Mat casi dejó caer la vara al darse cuenta de lo que había estado a punto de hacer. «Vencer, no matar. Luz, ¿qué estaría pensando?» Sumido en tales reflexiones, apoyó la punta del bastón en el suelo y, tan pronto como la tuvo afianzada allí, hubo de agarrarse a ella para mantenerse erguido. El hambre era un lacerante aullido en sus entrañas. De improviso cayó en la cuenta de que no sólo estaban observándolos las Aes Sedai y Aceptadas. Toda práctica, todo aprendizaje, se había interrumpido en el campo. Tanto los alumnos como los Guardianes estaban parados, mirándolo.

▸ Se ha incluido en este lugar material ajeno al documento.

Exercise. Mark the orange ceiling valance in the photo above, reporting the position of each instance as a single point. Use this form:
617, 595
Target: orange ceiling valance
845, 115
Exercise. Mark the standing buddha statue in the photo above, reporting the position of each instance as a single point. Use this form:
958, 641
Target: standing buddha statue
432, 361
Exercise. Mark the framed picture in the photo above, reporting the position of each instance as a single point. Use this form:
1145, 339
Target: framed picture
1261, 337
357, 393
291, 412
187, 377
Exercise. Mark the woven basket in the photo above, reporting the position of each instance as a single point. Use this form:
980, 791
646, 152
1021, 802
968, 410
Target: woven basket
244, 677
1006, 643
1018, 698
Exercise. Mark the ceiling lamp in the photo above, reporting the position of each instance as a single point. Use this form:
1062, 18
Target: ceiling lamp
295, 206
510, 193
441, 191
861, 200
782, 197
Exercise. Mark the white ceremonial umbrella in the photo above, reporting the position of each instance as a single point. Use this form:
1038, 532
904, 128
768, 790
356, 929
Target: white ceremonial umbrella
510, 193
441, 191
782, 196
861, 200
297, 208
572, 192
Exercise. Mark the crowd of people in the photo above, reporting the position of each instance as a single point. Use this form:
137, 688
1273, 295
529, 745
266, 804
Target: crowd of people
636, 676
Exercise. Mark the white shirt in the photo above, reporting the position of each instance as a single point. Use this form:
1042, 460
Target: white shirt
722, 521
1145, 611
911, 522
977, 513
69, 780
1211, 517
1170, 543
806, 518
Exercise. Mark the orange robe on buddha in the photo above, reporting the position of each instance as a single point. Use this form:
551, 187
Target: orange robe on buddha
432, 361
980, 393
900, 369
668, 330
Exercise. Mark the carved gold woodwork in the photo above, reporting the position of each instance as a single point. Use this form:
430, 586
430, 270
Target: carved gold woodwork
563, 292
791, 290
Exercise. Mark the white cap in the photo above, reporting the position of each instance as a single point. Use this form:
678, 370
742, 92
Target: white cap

Hammar se situó junto a Galad, que aún gruñía en el suelo tratando de ponerse en pie.
—¿Quién fue el más grande espadachín de todos los tiempos? —preguntó, a voz en grito, el Guardián.
—¡Jearom, Gaidin! —contestaron, a coro, los estudiantes.
—¡Sí! —gritó Hammar, volviéndose para asegurarse de que todos lo oían—. En toda su vida, Jearom luchó unas diez mil veces, en batallas y combates individuales. Sólo fue derrotado en una ocasión. ¡Y lo hizo un granjero con una barra! —Bajó la vista hacia Galad, y también bajó la voz—. Si no puedes levantarte ahora, chico, la pelea queda concluida. —Puso en alto una mano, y las Aes Sedai y Aceptadas acudieron y formaron un círculo en torno a Galad.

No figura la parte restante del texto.